What's new

-

Shonumi

EmuTalk Member
Exophase said:
What you're doing is making it so that the interrupt handler never gets called for non-vblank interrupts that happen during the wait. It's not enough that those interrupts are fired, they need to actually call the interrupt handler (if the interrupt's enabled anyway). Otherwise they won't happen until it's too late.

For example, say you have an hblank IRQ interrupt handler that does something to the scanlines like scrolls them for a wavy background effect. The normal game loop runs then calls VBlankIntrWait while the screen is still in the middle of being rendered. If you sit in a tight loop until vblank hits all of those hblanks were something should have happened are going to be missed. They may be serviced along with the vblank interrupt but by then it's too late.

If you look at 0x34C in the GBA BIOS you'll see that after coming out of a CPU halt it checks to see if the right interrupt was triggered, and if not it goes back to waiting. Nowhere does it disable other interrupts. If your emulator doesn't do this it's not doing things correctly and there are some games that will definitely break - maybe not a ton, but they're out there.

Okay, now I see what you're saying :D You're saying that in HALT mode, ANY interrupt where IE and IF bits match up will exit this state and service those interrupts. VBlankIntrWait and IntrWait just guarantee that the ARM/THUMB code will continue running AFTER the specified interrupt happens. That makes sense when you put things that way. I was under the impression that HALT mode worked as I described it, ignoring interrupts that aren't what the SWI is looking for (which sounds more useful, but then again I don't code GBA games). Perhaps GBATEK could have better documented this.

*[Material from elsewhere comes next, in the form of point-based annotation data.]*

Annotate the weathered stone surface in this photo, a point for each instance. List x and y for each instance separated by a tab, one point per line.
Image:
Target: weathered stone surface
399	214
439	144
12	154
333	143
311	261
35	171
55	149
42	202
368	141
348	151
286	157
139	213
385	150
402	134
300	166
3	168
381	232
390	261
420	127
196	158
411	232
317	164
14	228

I still don't think proper implementation should be that hard via HLE. All I have to do is run my tight loop until IE and IF bits match up. The key is then is to make sure the PC doesn't advance to the next instruction if the triggered interrupt isn't what the SWI is looking for. In the case that it isn't, handle_interrupt() can service it, then go back to the PC containing the SWI, and keep running the tight loop again and wait for the next interrupt. When the specified interrupt happens, advance the PC to the next instruction. handle_interrupt() will service the specified interrupt, complete said interrupt, then dump the PC to one instruction after the SWI, and processing continues as normal. Would require an extra if.. else.. or two, but not much. Only downside would be that the same SWI instruction would have to be fetched, decoded, and executing (from the emulated CPU's point of view) multiple times to account for the forced psuedo-infinite loop, but it shouldn't affect timing in my emulator (especially since SWIs aren't clocked at all, just like DMAs). This would be good, obscure behavior for a test ROM!

Exophase said:
That's a good work ethic. Just one commit a day can get a lot more done and keep you from losing momentum and stagnating. I wish I could always maintain at least that much.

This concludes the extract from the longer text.